Experimental read-outs for 3.1, 3.2, 3.3 and 3.4:

- Tumor volume (timepoint: every 3 days): as in Example 8
- Mice healthy status (timepoint daily): as in Example 8
- Flow cytometry analysis (timepoint: end of experiment): as in Example 8

Safety parameters (timepoint: just before tumor cell injection, at the end of experiment):

Blood samples are taken for differential blood-cell counts, hematologic analysis, serum biochemistry and potential bacterial translocation. Additional indicators are checked, such as spleen-weight index, hepatic enzymes (e.g. ALAT, ASAT and bilirubin), kidney values (e.g. serum creatinine and urea), serum lactate and serum glucose. Histology is performed from colon, liver, kidney, lung and heart at the end of the experiment.

Example 10

Test Tumor Eradication and Immune Memory in CRC and/or Melanoma and/or Breast and/or Lung Mouse Models

Description of Study

Having validated the potency of GBX and GCX in the control of tumor growth in previous studies, this study aims to demonstrate significant enhanced overall survival and complete tumor regression, defined as no or negligible detectable tumors at the end of the study period in mice treated with the lead candidate. Using a subcutaneous CRC and/or melanoma and/or breast and/or lung mouse models, Applicant tests GBX and GCX applied within the regular mouse food or water and record tumor growth until study termination criteria are reached (e.g., tumor volume, body weight loss, health status). Mice with complete regression are rechallenged with tumor cells to demonstrate the development of immunologic memory.

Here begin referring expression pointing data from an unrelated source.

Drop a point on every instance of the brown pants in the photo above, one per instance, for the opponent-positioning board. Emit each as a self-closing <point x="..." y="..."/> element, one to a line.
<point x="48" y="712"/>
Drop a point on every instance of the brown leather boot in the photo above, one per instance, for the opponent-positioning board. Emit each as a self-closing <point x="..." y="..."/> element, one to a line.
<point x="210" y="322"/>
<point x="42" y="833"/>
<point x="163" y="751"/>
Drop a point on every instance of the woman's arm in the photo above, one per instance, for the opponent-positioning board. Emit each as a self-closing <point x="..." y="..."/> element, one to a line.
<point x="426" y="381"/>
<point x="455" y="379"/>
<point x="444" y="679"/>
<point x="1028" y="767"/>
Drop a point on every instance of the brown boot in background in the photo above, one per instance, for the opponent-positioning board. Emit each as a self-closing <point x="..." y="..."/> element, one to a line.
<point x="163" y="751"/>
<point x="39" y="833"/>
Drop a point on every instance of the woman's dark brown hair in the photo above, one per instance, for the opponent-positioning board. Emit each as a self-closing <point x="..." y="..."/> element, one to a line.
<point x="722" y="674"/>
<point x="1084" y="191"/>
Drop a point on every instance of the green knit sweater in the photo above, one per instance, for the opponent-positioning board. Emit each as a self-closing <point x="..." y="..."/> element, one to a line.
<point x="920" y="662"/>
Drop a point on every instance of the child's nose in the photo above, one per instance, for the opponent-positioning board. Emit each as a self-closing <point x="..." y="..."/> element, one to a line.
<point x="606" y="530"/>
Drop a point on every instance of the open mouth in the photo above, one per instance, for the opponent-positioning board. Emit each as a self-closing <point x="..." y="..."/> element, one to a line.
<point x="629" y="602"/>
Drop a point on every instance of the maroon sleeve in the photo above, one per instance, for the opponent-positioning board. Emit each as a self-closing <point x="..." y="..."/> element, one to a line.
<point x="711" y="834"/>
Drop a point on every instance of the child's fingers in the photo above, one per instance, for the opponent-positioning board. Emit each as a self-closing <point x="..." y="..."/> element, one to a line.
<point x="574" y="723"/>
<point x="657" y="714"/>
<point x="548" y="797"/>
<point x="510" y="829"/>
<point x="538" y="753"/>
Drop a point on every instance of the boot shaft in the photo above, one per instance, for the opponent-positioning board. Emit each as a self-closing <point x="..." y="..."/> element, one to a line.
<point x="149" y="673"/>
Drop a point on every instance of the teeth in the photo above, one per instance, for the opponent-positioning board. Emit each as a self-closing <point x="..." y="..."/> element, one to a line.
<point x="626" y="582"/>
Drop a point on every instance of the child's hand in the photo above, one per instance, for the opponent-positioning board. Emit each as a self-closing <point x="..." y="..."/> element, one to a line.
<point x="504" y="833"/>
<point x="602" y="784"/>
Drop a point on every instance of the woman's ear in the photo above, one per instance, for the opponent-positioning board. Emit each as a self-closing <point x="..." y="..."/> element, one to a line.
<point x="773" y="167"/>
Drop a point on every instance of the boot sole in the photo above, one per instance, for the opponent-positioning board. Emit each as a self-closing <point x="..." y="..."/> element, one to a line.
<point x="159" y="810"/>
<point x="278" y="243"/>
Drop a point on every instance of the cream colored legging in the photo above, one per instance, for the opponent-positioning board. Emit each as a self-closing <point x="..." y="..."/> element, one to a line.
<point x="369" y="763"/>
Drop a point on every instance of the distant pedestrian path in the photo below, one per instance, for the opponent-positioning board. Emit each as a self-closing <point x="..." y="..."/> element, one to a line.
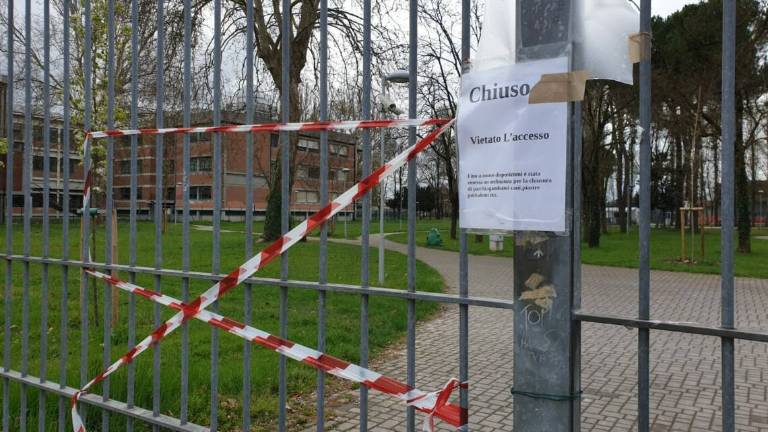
<point x="685" y="369"/>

The following are performed:

- 4.1: Tumor eradication and survival
- 4.2: Rechallenge of mice with complete regression
- 4.3: Rechallenge of mice receiving allogeneic transplant

Description of Activities
4.1: Tumor Eradication and Survival.

Survival and tumor eradication are assessed in mice receiving the anti-tumor treatment. Treatment is performed in a therapeutical way (start of treatment 6 days post tumor cell injection) in absence/presence of ICI mAb.

The following animal groups are compared (n=15 mice per group):

Groups

Negative control (control mAb isotype)

GBX or GCX (+ ICI)

* The anti-PD1 antibody nivolumab is used as immune checkpoint inhibitor (ICI).

4.2: Rechallenge of Mice with Complete Regression.

For the tumor rechallenge study, mice that were tumor-free after treatment in 4.1 receive an injection of tumor cells 14 days after the last treatment day. These mice are compared to tumor-naive and treatment-naive control mice and to tumor-naïve mice that had previously received the treatment. The number of mice included into the rechallenge studies is dependent on the number of complete responders for each individual task (control mice n=10).

Groups

Tumor-naive and treatment-naive mice

(negative control) − n = 10

Tumor-naive mice that had previously

received the treatment

(negative control) − n = 10

Mice with complete regression

4.3: Rechallenge of Mice Receiving Allogeneic Transplant.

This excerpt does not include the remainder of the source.